Hello, I am trying to take the exponential of `A+B*i`

in Clifford algebra (isomorphic to the complex numbers) .

Code is:

```
sage: R.<A,B> = PolynomialRing(ZZ);
sage: Q = QuadraticForm(R,1,[-1]);
sage: Cl.<i> = CliffordAlgebra(Q);
sage: exp(A+B*i)*exp(A-B*i)
```

I would expect it to output `exp(2*A)`

, but it produces this error:

```
TypeError: cannot coerce arguments: no canonical coercion from The Clifford algebra of the Quadratic form in 1 variables over Multivariate Polynomial Ring in A, B over Integer Ring with coefficients:
[ 1 ] to Symbolic Ring
```

What do you expect as a result? Is it a polynomial in

`A`

,`B`

,`i`

?@MaxAlekseyez Good question. What I want, really, is for this

`exp(A+B*i)*exp(A-B*i)`

to give`exp(2*A)`

(I've edited the question).There are no such things in the polynomial ring.

@MaxAlekseyez Well, I just want A and B to be symbolic variables. In my mind A and B are elements of the reals. Using polynomial ring was suggested by a colleague on this site to make A and B work as symbolic variables in Clifford algebras. I am willing to look at other things. Specifically I would like to set up a Clifford algebra, such that both

`(A+B*i)*(A-B*i)=A^2+B^2`

and`exp(A+B*i)*exp(A-B*i)=exp(2*A)`

are realized.

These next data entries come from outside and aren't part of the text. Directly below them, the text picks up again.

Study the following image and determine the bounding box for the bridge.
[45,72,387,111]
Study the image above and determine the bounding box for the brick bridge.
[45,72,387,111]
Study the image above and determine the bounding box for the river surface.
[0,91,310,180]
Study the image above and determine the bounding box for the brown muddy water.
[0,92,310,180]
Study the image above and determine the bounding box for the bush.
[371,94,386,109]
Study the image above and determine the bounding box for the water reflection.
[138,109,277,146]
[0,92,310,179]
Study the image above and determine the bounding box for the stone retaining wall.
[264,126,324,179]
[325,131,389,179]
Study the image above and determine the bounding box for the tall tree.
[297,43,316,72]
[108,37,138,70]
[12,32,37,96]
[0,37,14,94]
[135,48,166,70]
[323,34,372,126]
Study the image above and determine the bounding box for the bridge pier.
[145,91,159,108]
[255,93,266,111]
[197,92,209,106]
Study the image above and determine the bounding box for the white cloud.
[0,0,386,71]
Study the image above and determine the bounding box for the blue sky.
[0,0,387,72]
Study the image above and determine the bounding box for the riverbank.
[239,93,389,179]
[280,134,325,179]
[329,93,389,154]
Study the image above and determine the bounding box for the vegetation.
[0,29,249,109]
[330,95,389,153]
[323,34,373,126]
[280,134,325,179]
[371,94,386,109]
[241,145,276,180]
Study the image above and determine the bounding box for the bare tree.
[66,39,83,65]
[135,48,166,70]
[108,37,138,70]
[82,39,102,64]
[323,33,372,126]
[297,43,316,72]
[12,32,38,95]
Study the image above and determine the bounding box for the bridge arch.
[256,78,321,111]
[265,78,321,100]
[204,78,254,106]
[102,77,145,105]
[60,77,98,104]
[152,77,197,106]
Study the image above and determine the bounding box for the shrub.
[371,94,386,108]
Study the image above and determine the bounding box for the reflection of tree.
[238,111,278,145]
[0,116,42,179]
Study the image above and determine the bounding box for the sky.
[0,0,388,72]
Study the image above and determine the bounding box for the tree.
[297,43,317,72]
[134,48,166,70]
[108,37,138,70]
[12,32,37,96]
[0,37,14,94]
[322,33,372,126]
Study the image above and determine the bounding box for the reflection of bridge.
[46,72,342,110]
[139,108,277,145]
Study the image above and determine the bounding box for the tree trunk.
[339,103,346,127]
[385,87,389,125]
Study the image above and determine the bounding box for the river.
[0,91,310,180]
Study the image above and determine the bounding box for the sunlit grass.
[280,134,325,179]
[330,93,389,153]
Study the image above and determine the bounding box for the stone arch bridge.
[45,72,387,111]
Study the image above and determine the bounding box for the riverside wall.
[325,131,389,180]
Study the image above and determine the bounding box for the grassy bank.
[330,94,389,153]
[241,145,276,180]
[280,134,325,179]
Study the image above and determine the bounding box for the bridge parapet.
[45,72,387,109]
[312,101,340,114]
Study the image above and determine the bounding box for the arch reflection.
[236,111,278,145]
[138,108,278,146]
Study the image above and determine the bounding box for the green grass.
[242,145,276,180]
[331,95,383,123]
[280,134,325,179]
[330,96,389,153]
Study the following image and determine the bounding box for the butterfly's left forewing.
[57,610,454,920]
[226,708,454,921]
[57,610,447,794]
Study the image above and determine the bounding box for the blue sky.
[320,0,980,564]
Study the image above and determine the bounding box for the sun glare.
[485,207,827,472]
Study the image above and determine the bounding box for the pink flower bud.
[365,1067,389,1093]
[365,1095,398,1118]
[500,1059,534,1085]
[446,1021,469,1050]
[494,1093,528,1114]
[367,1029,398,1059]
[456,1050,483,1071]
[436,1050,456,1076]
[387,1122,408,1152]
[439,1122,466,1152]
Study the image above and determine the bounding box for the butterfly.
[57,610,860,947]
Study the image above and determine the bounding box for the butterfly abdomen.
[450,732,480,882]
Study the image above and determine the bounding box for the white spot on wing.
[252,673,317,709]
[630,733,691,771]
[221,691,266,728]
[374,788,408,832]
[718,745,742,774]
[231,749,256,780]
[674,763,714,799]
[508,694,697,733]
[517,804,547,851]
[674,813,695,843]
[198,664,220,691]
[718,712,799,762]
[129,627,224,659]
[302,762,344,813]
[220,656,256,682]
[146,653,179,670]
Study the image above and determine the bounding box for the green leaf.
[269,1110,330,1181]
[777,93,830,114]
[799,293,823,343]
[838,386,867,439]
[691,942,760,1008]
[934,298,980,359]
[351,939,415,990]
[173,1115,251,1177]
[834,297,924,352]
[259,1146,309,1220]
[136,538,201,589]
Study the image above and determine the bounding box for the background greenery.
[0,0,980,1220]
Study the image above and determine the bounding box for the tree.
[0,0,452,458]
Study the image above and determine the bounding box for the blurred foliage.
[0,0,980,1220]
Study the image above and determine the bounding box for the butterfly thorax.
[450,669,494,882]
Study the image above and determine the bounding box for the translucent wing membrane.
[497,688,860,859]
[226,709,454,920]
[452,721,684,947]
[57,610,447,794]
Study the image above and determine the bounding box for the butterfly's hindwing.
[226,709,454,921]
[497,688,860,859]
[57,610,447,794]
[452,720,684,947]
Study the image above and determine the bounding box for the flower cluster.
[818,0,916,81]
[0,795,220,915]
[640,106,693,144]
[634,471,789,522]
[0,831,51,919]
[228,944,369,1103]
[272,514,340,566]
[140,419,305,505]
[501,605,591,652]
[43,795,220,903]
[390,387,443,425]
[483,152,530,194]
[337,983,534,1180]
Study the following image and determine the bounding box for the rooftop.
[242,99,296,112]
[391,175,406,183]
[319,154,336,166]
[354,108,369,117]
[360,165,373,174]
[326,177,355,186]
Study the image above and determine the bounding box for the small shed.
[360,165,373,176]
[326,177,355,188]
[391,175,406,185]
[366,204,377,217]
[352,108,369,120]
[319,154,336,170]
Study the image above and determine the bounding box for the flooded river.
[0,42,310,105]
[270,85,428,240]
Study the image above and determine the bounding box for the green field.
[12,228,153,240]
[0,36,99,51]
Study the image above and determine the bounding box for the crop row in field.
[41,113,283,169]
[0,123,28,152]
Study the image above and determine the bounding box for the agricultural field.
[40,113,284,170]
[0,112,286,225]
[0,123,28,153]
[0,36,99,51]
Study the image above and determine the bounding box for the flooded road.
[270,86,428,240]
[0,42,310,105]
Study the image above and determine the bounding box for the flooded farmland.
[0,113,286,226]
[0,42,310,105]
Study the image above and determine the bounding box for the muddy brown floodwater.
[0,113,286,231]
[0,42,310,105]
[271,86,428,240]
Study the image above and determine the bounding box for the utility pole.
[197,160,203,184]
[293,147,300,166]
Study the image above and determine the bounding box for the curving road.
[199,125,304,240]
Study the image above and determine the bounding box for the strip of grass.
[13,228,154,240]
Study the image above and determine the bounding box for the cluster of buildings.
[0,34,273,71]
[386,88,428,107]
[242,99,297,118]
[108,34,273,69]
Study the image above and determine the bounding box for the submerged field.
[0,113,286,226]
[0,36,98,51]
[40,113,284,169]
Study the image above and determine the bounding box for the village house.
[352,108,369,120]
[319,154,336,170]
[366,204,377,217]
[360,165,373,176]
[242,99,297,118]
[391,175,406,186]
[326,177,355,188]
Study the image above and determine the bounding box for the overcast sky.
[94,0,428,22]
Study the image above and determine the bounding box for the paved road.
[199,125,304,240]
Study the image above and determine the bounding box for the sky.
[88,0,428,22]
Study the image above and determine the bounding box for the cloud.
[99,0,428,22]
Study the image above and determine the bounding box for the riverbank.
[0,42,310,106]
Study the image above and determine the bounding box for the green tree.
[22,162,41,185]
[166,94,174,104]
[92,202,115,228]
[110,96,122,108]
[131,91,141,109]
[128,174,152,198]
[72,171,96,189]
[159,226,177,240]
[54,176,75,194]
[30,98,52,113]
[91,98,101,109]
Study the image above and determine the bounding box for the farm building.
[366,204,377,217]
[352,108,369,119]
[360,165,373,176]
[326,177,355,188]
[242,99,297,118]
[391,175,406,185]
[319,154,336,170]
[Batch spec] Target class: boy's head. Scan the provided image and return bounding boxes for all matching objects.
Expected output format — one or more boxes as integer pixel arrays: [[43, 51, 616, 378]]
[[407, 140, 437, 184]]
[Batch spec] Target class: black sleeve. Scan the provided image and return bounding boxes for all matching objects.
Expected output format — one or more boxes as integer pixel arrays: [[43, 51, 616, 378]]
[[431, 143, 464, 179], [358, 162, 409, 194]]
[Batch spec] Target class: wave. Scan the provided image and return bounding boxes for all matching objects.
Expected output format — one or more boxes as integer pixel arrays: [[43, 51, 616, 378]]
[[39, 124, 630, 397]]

I don't mind playing around with the definitions of the setup of the algebra to make this possible.You can define

`A`

and`B`

as symbolic variables, and`exp(2A)`

would be a legitimate object, however`exp(B*i)`

would still not make sense as exponentiation of the generator of the Clifford algebra is not defined.